Some say they don’t believe in “evil.” That’s why they’re forced to compare anyone who’s against them to Hitler. With no objective measure of good and evil they can only compare and contrast their enemies to known historical figures. This historical person is unpopular and this one is popular. This person killed for the right reasons and this one didn’t.

That is the measure they implement. That is why you don’t get many comparisons to Stalin. He’s not known enough to be truly unpopular because they are sympathetic to his reasons for killing millions. So children aren’t taught about Stalin or Mao and the tens of millions of deaths on their hands. People on the left often wear Che Guavera shirts even though he too is a mass killer. Why? Once again, they support his reasons. So the question is never good or evil but popular or unpopular.
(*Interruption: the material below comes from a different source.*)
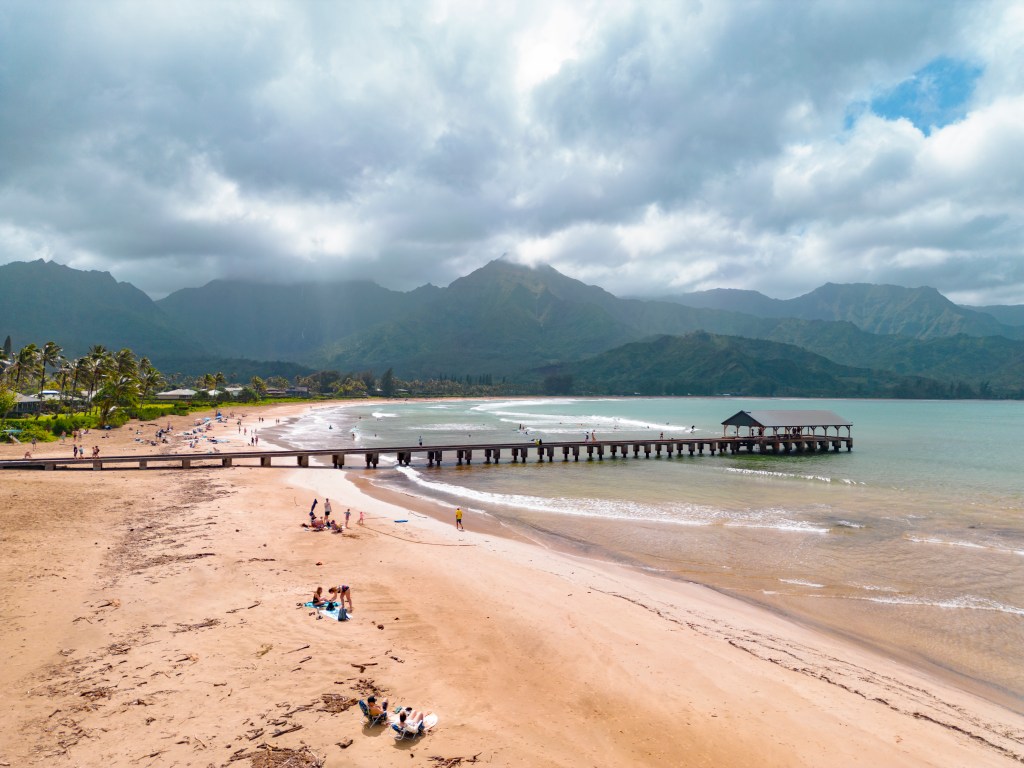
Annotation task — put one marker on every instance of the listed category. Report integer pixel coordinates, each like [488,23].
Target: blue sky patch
[934,96]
And that is what it comes down to. Evil is relativistic. Situational. It intentionally doesn’t stand out. It seeks to disappear into the folds of fads and trends. It rolls with the cultural tides and presents itself as the easy choice. Evil disguises itself as progress.

Christianity, however, calls us to be counter cultural. Christianity calls us to stand up against the modern moment and declare, “As it was in the beginning, is now, and ever shall be, world without end.” Sometimes we forget what a revolutionary statement that is. It is a stand against all the modernists who argue for evolving ethics and how something that was wrong way back when is now ok, or even preferred.

It is a stand for objective truth. It states I believe there is a Creator. We are not flukes or accidents on an uncaring rock hurtling through nothingness. We believe that God created the world as an act of love and we are called to respond with love.

Our very lives must exist as a challenge to the status quo.